Yet the issues themselves are also subtler and more multifaceted than those faced by the Selma marchers in 1965.

The Selma marches were launched to protest efforts by white officials to disenfranchise blacks. Today, blacks in Ferguson have essentially disenfranchised themselves, with only 6 percent – in a city that is 67 percent black – voting in the most recent municipal elections. 

The Selma marches were held after a young black deacon, Jimmie Lee Jackson, was shot and killed by white police while walking from a church to the Marion, Ala., jail as part of a protest against the imprisonment of a civil rights worker. Brown was shot during a confrontation over jaywalking after having apparently robbed a local liquor store of a pack of mini-cigars.

The Selma marchers were attacked by police with billy clubs and tear gas. On Saturday, police shut down a lane of traffic to allow the marchers in Ferguson to walk in the street safely.

None of this, of course, changes the fact that Officer Wilson shot an unarmed teenager, say the NAACP and others. But Ferguson is not so clear-cut as Selma.
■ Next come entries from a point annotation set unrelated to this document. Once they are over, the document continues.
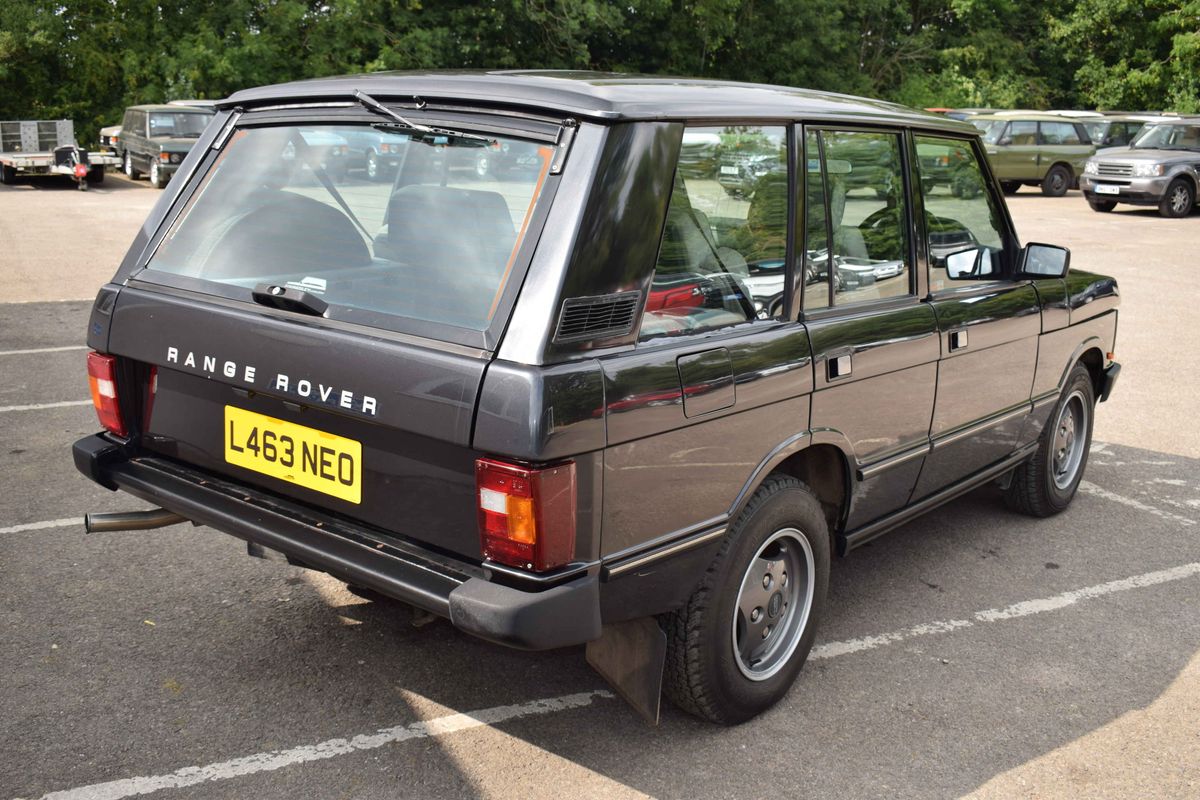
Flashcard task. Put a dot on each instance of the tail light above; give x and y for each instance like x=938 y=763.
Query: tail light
x=102 y=382
x=526 y=515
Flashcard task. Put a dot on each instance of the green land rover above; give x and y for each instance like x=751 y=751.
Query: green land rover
x=1043 y=150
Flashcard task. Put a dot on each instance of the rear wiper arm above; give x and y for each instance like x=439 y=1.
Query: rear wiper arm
x=370 y=102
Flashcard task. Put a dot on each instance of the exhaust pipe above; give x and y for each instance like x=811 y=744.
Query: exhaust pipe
x=103 y=523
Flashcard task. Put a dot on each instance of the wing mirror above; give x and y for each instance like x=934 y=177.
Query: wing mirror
x=1041 y=260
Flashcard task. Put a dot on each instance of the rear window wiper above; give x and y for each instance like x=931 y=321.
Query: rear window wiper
x=370 y=102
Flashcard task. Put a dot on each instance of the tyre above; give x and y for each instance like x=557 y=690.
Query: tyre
x=1047 y=482
x=738 y=643
x=1057 y=181
x=157 y=178
x=1177 y=200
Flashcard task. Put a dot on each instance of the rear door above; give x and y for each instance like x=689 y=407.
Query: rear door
x=988 y=323
x=324 y=343
x=874 y=343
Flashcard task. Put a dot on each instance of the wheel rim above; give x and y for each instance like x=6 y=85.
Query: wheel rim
x=1180 y=199
x=1069 y=439
x=773 y=605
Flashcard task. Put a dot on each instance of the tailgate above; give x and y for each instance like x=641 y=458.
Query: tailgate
x=363 y=425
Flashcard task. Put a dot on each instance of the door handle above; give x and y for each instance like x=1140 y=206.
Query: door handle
x=838 y=366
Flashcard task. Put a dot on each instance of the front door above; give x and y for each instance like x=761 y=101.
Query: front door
x=988 y=323
x=874 y=343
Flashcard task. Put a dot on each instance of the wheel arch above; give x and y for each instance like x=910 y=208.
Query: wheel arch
x=821 y=459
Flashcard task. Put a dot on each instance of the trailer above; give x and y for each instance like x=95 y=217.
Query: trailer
x=48 y=148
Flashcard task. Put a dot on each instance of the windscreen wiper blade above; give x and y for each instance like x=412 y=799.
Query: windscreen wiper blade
x=370 y=102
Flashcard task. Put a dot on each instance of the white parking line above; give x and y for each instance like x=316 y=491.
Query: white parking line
x=329 y=749
x=42 y=525
x=39 y=407
x=1092 y=488
x=1026 y=608
x=36 y=350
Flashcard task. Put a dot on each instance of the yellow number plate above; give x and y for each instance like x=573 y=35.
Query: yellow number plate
x=292 y=452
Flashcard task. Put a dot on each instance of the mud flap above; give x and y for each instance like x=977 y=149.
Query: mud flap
x=631 y=657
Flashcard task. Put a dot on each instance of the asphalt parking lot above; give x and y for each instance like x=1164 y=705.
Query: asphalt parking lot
x=971 y=653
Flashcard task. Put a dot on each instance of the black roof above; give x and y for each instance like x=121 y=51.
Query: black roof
x=599 y=96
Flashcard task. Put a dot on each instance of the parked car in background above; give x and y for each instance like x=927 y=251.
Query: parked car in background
x=1161 y=167
x=1119 y=130
x=111 y=138
x=1035 y=149
x=376 y=152
x=155 y=139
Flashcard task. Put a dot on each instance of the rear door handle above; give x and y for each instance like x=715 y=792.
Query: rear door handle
x=838 y=367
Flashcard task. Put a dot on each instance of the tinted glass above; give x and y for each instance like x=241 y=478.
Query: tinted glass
x=816 y=257
x=1059 y=133
x=865 y=203
x=723 y=258
x=963 y=223
x=177 y=124
x=1169 y=137
x=1023 y=133
x=436 y=244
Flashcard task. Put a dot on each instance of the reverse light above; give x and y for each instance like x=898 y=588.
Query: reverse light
x=526 y=515
x=102 y=382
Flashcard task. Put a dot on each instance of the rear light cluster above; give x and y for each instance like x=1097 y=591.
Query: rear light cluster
x=102 y=382
x=526 y=515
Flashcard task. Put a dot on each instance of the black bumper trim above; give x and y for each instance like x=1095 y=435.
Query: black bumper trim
x=1109 y=380
x=557 y=617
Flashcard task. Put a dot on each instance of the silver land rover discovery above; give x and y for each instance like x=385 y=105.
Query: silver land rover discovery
x=1161 y=167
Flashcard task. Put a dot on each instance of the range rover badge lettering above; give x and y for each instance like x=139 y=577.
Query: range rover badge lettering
x=304 y=388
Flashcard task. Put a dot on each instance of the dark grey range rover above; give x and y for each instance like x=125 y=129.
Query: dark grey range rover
x=594 y=397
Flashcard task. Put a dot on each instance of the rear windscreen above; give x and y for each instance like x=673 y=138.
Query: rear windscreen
x=419 y=226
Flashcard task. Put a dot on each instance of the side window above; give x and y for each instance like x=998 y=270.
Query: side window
x=1059 y=133
x=816 y=256
x=723 y=257
x=1023 y=133
x=868 y=221
x=963 y=223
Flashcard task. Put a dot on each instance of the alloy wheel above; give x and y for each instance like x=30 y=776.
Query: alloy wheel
x=773 y=605
x=1069 y=439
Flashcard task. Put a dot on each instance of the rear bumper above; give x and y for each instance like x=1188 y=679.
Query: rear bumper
x=558 y=615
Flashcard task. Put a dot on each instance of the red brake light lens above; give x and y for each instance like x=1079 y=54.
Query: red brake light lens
x=102 y=382
x=526 y=515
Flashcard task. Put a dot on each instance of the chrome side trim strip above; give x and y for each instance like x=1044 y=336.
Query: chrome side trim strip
x=679 y=546
x=870 y=470
x=978 y=427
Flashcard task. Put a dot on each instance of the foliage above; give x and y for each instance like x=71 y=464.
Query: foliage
x=88 y=59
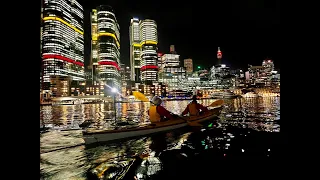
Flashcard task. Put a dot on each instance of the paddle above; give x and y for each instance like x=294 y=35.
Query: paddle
x=140 y=96
x=143 y=98
x=218 y=102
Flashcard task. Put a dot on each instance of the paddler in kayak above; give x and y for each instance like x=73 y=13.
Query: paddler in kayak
x=194 y=108
x=158 y=113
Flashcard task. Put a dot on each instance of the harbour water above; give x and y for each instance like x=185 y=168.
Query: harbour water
x=247 y=129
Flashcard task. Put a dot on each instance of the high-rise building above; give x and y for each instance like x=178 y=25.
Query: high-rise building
x=172 y=49
x=108 y=49
x=62 y=45
x=135 y=49
x=187 y=63
x=94 y=50
x=149 y=56
x=172 y=72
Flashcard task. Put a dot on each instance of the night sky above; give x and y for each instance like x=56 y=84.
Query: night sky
x=247 y=31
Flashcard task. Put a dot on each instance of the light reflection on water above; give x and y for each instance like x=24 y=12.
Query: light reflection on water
x=63 y=155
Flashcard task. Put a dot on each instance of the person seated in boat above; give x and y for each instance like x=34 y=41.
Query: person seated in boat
x=194 y=108
x=158 y=113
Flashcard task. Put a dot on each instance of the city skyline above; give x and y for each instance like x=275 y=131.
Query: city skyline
x=244 y=38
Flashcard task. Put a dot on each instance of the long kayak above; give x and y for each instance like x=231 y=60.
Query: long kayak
x=95 y=136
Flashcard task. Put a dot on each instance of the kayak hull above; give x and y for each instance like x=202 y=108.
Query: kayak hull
x=96 y=136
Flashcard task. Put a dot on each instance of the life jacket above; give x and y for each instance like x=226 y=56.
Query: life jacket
x=193 y=111
x=153 y=114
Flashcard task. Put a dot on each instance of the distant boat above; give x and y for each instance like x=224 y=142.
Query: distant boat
x=250 y=95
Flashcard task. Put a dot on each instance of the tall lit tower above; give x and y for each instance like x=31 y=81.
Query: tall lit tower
x=135 y=49
x=149 y=42
x=94 y=37
x=108 y=48
x=62 y=40
x=219 y=55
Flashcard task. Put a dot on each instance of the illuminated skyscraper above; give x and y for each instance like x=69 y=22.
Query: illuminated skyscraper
x=62 y=40
x=107 y=47
x=94 y=50
x=149 y=57
x=219 y=55
x=135 y=49
x=188 y=65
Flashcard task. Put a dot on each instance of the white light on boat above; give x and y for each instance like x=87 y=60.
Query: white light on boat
x=114 y=90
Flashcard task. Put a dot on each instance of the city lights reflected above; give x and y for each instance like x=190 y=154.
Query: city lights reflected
x=147 y=156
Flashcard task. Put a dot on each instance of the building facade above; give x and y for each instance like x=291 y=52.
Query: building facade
x=149 y=48
x=187 y=63
x=135 y=49
x=108 y=49
x=62 y=41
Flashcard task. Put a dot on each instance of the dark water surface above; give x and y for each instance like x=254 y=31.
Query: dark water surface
x=246 y=132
Jim Crow's separate water fountains, schools, bathrooms, and bus seats involved little nuance. "Separate but equal" was a transparently thin veneer for racism and a sense of racial superiority.

The work of the civil rights activists in the 1960s exposed and helped root out those most blatant forms of racism. Now, Ferguson is bringing America face to face with deeper-seated racial perceptions on both sides.
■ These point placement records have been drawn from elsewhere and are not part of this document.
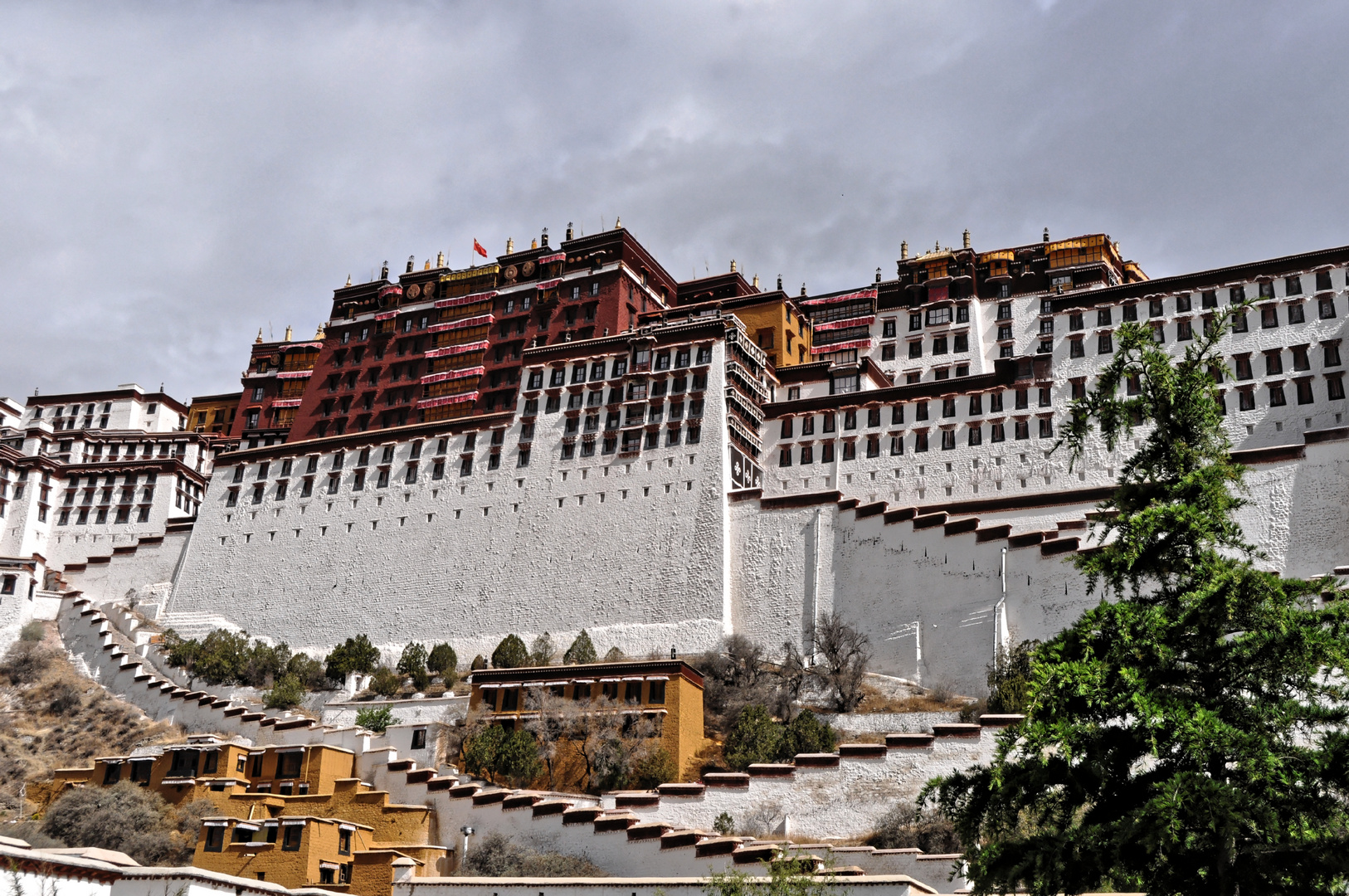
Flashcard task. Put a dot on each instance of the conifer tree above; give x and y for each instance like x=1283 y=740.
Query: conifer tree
x=1191 y=734
x=510 y=654
x=582 y=650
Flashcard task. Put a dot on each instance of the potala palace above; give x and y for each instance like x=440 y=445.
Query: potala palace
x=567 y=437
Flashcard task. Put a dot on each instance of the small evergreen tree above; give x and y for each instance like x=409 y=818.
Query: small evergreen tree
x=386 y=682
x=754 y=738
x=289 y=691
x=375 y=718
x=510 y=654
x=582 y=650
x=355 y=655
x=1010 y=679
x=444 y=661
x=413 y=665
x=807 y=734
x=1193 y=736
x=309 y=671
x=653 y=769
x=223 y=657
x=543 y=652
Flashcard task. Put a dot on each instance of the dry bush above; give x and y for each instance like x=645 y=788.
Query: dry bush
x=498 y=856
x=908 y=827
x=57 y=718
x=129 y=820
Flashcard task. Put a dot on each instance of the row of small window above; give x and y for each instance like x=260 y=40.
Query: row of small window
x=290 y=841
x=1021 y=401
x=1269 y=318
x=71 y=422
x=338 y=458
x=129 y=451
x=636 y=415
x=127 y=495
x=934 y=316
x=637 y=390
x=974 y=436
x=100 y=516
x=514 y=699
x=642 y=358
x=60 y=411
x=1274 y=361
x=958 y=344
x=1278 y=397
x=635 y=441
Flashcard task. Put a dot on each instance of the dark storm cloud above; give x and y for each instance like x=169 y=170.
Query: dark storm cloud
x=176 y=176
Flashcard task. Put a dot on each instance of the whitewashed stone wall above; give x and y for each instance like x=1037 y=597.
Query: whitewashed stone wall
x=633 y=549
x=842 y=801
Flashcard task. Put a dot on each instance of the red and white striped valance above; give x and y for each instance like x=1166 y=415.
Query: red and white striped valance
x=847 y=297
x=448 y=400
x=456 y=350
x=465 y=299
x=845 y=324
x=452 y=374
x=460 y=324
x=838 y=347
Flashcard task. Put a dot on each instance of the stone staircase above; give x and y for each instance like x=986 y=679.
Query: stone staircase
x=197 y=625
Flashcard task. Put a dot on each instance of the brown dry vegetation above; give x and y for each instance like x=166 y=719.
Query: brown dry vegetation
x=51 y=717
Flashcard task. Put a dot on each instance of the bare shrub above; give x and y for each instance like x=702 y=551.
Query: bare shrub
x=844 y=656
x=498 y=856
x=126 y=818
x=908 y=827
x=26 y=661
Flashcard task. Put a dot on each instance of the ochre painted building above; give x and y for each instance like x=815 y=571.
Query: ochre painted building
x=670 y=693
x=273 y=801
On one hand, commentators including Juan Williams suggest that the black community is to some degree complicit in its own problems.

"More than 90% of the young black men killed by gunfire today are not killed by police but by other black men. About half of the nation's murder victims are black even though blacks account for only 13% of the U.S. population," he writes in the Journal. "If we are to stop angry clashes between police and poor black men, it is time to admit that thuggish behavior creates legitimate fear in every community."

Yet blacks are 21 times more likely to be killed by police than whites – a number out of proportion to the black crime rate – reports the watchdog journalist organization Pro Publica. In Ferguson, some commentators reviewing Wilson's grand jury testimony raised questions about whether racial perceptions might have come into play. Speaking of his encounter with Brown, Wilson likened the teen to a "demon" at one point.

The marchers who set off from Ferguson Saturday have specific demands. They want the chief of the Ferguson Police Department out, they want new laws that address racial profiling, they want all police to wear body cameras, and they want police reform.

Some of these potential reforms have shown promise, such as when the Rialto, Calif., Police Department put body cameras on its cops and saw a dramatic decrease in complaints of police abuse.

But the deeper sense of fear and mistrust surfaced in Ferguson perhaps found greater catharsis this weekend in the photo of young black protester Devonte Hart reaching out to the Portland, Ore., police at a demonstration, and Sgt. Bret Barnum stepping forward to embrace him.

In the scheme of things, it was only a single moment captured as an iconic image. But it spoke eloquently to the outreach and vulnerability needed on both sides for healing and further progress.

"The unrest in Ferguson revealed something," said Michele Norris, a journalist who started The Race Card Project to facilitate discussions on race, in an NPR interview. "It pulled back the cover and showed us something that probably should have been evident to us – was always there, but suddenly we couldn't ignore it."